High-level virtual private network security was used to protect the network and, for some time, only certain types of phones approved by the organization were allowed access. For the most part technology tools and a small set of rules were able to hold the fort.
Technology changes exponentially, organizations change logarithmically
With employers wanting to achieve capital expense savings and efficiencies, and employees wanting to exercise their personal preferences and lifestyle choices, our new reality is employees currently use a vast spectrum of personal computing devices to create, access, and store their employer’s data and connect to their networks.
Today’s personal devices such as smartphones, tablets, and smartpens are capable of being used as computers, gaming devices, e-readers, cameras, video recorders, cell phones, Internet browsers, modems, etc. Businesses have given way to this tidal wave of innovation by allowing employees to bring their own devices and connect them to corporate networks.

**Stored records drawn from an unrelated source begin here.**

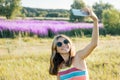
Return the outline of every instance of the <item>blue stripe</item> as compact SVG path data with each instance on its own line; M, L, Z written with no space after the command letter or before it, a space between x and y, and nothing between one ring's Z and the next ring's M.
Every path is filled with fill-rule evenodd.
M61 75L60 80L64 80L64 79L68 79L68 78L72 78L76 76L83 76L85 74L86 74L86 71L75 71L75 72L71 72L65 75Z

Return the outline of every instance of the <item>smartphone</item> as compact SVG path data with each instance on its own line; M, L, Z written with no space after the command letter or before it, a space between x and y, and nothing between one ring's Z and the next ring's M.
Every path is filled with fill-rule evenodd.
M89 16L89 13L82 9L72 9L71 10L74 16Z

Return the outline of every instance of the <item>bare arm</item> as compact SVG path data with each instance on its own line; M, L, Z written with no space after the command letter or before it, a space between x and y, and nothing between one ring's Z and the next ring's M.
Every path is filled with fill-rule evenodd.
M98 37L99 37L98 18L92 10L90 10L89 12L90 12L90 17L94 21L92 39L91 39L91 42L84 49L79 50L77 52L76 56L80 57L80 59L86 58L98 44Z

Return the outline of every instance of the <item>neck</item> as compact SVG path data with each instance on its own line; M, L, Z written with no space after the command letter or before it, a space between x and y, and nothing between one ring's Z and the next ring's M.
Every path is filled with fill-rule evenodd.
M69 58L69 53L66 54L61 54L62 58L64 59L65 63L67 62L68 58Z

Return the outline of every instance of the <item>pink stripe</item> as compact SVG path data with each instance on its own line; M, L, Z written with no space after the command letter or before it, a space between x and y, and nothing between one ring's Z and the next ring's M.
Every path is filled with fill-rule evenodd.
M67 74L67 73L70 73L70 72L74 72L74 71L80 71L80 70L77 69L77 68L71 68L71 69L59 72L59 75L64 75L64 74Z
M78 76L78 77L70 78L68 80L86 80L86 76Z

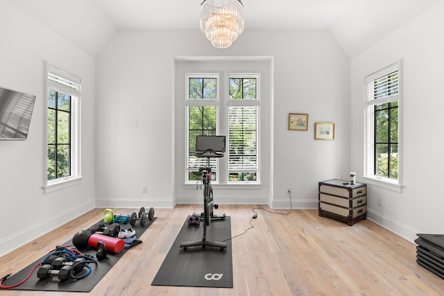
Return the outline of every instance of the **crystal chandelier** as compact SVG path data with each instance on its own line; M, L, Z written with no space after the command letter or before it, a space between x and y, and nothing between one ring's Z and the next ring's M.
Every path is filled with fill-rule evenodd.
M203 0L200 3L200 31L213 46L229 47L244 32L241 0Z

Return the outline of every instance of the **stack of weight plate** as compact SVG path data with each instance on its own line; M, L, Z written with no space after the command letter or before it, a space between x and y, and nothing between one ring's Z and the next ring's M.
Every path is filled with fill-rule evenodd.
M416 262L444 279L444 234L417 234Z

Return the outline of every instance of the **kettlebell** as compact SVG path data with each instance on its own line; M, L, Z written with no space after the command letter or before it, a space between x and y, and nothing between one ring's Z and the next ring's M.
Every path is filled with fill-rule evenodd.
M111 209L105 209L105 212L103 213L103 222L106 224L112 223L112 220L114 220L114 214L112 214L112 210Z

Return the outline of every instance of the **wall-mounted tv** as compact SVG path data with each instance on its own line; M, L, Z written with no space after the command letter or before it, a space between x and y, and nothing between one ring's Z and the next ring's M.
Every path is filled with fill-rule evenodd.
M0 140L25 140L35 96L0 87Z

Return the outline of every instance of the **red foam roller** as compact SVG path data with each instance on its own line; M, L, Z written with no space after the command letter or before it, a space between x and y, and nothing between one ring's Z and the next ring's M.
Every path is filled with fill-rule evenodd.
M119 253L123 250L125 242L123 239L116 238L115 237L107 236L103 234L94 234L88 238L88 245L92 247L96 247L97 243L99 241L105 244L107 251L114 253Z

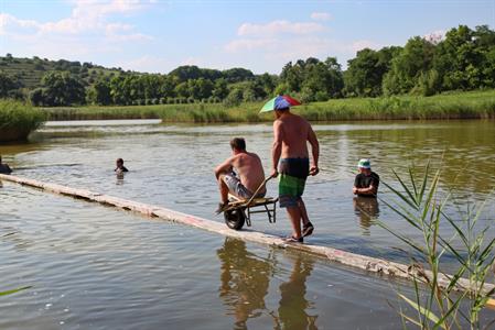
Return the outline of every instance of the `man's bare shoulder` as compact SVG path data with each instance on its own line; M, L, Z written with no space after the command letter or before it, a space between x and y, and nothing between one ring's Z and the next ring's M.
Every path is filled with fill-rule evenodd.
M247 153L250 157L261 160L256 153Z

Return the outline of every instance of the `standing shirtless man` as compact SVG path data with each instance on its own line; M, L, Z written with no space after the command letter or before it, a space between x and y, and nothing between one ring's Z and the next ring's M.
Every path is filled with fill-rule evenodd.
M289 108L275 109L275 114L271 175L276 177L280 173L280 207L287 208L292 224L292 235L287 241L302 243L303 237L312 234L314 230L308 218L302 194L308 175L316 175L320 172L320 144L311 124L290 112ZM306 142L311 144L311 167Z

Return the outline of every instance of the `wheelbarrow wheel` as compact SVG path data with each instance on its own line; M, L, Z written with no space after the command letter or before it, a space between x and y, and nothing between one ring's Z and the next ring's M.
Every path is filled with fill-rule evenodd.
M241 209L225 211L224 218L227 227L234 230L240 230L246 222L246 217Z

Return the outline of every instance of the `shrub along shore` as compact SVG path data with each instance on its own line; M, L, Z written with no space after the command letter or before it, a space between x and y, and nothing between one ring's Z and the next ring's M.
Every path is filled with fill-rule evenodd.
M262 102L227 108L219 103L128 107L42 108L49 120L162 119L163 122L263 122ZM294 108L310 121L495 119L495 90L449 92L432 97L335 99ZM1 122L0 122L1 124Z
M14 100L0 100L0 142L25 140L46 119L46 113Z

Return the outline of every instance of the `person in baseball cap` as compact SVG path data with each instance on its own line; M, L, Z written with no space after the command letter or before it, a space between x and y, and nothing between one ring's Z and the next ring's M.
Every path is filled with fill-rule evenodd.
M359 160L357 168L359 173L354 179L353 194L363 197L376 197L380 177L372 170L372 162L367 158Z

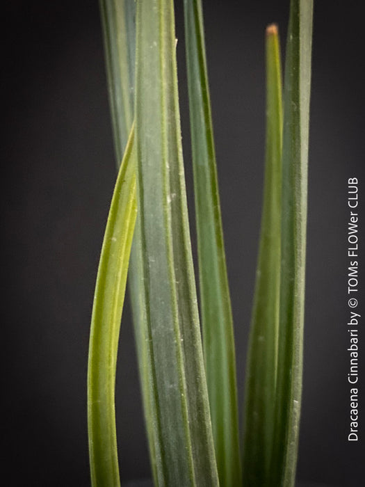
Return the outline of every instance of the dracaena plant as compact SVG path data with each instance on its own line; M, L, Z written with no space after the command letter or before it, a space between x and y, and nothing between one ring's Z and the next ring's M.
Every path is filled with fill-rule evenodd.
M203 14L200 0L184 0L184 8L199 303L173 1L100 0L120 167L90 340L92 484L120 484L114 389L128 274L154 484L289 487L295 481L301 399L312 0L290 1L283 94L277 28L266 29L264 194L242 455Z

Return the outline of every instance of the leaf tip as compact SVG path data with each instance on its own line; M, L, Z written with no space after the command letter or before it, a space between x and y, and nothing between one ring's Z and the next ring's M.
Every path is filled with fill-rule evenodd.
M266 27L266 35L277 35L278 29L276 24L270 24Z

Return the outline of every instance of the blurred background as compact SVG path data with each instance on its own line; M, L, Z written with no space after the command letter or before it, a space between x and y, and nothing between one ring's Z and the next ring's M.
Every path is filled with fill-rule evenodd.
M182 3L175 2L179 93L195 238ZM263 184L264 31L277 22L284 47L289 3L203 2L241 412ZM18 0L2 10L3 471L12 486L83 487L89 327L115 180L98 3ZM362 13L361 2L315 2L298 477L337 487L365 478L364 355L359 440L349 443L346 324L349 177L359 179L365 215ZM362 217L359 225L363 250ZM125 482L150 475L129 312L127 300L116 391Z

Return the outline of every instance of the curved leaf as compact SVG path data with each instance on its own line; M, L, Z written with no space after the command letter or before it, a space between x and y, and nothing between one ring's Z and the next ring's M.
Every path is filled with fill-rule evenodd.
M115 369L136 216L136 150L132 129L108 217L92 308L88 423L93 487L120 485L114 403Z

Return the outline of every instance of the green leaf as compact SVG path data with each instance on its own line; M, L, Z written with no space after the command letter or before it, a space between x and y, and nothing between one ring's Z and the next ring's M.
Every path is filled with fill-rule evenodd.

As members of legal departments I believe we are as guilty as anyone in society (and arguably more so) of falling prey to a kind of technological somnambulism where, enamoured by the marvels of today’s digital technology, we have not thought deeply enough (and I count myself in this group) about the long-term implications of how its use is materially impacting corporate behaviour (i.e. decision-making, allocation, and mitigation of risk, etc.).
Updating the IT policy and going beyond
Current IT policies should be updated to address the challenges raised by the use of personal devices currently available on the market. If the skillset does not exist in your legal department, it should be developed, recruited, or outsourced. Policies regarding data retention, ethics, human resources, and other matters should be reviewed to determine whether they are impacted and also updated.
A best practice approach in my opinion, however, requires in-house counsel go far beyond updating these policies and provide deliberate and informed guidance regarding how decisions on the use of IT features can significantly impact legal rights and obligations.
Personal devices can be wiped (including remotely) to remove business information. This proves handy in the case of a departing employee, however it raises issues with regard to the ability of employers to limit wiping or bricking so it only affects business information. Employees should be asked to sign a waiver releasing the employer in the event that personal information is inadvertently deleted.
In the event that a personal device is lost, some employers may require that GPS tracking features be enabled. This raises complex legal issues however regarding monitoring the whereabouts of employees, and requires the employee’s explicit consent.
There are two sides to automatic backup. It prevents the loss of business information, but it may also allow a departing employee to blackmail an employer if information is deliberately retained and is prejudicial to the employer’s interests. BYOD devices are difficult to integrate within a document retention (and destruction) policy.
Personal devices can be used as mobile Wi-Fi hotspots for other devices. When used in this mode however they allow users who are tethered to the enabled device (which could be a corporate visitor for example) to gain access to files on the hotspot-enabled device.
Jailbreaking or rooting a device involves circumventing its protection measures to allow root access and running of alternative software. IT policies should absolutely prohibit the use of personal devices which have been tampered with in this manner, and devices should be audited for compliance if possible.
Jailbreaking bypasses the device’s security mechanisms, allowing any form of app to be installed on the device. This could open a portal for a rogue app to be installed and used to gain access through your corporate firewall. That device could be the Achilles heel of your organization.
A “sandbox” for corporate information can be created on a personal device to isolate it from personal data (e.g. Blackberry Balance). It has become increasingly difficult however to identify what is personal and business information at a high level. For example, photos on a BYOD device may not all be personal. Valuable information can be stored in a photo taken of a whiteboard.
Personal devices not under the control of the employer pose a risk to the preservation of trade secrets. E-mail clients such as Apple Mail and Outlook store local copies of server-based e-mail so they are not secret as such. Personal devices are often accessed by family and friends. Theoretically some of the most valuable IP owned by your client may no longer qualify as a trade secret.
Software licence agreements often restrict access either on a per-user, device, location, or other basis. Time should be spent carefully reviewing their terms to ensure inbound software can be used on BYOD devices. Surprisingly, it is not uncommon that licenses are limited to the devices owned by the organization.
Insurance policies should be reviewed to determine whether coverage dovetails with your IT policy in terms of allocation of risk between the organization and the individual. Will coverage be denied if a personal device is stolen or subject to a virus attack? Are BYOD devices and claims arising from the use of BYOD devices covered? They may not be. Add to this that personal devices are regularly sold, traded, retired, and disposed of and I would venture an alarmingly high percentage of them contain business information.
The above are merely a few examples of tools and features which come into play under a BYOD IT policy. It behooves in-house counsel to become familiar with available technology solutions, the manner in which they impact the allocation of risk between organizations and individuals, and the risks they pose to businesses.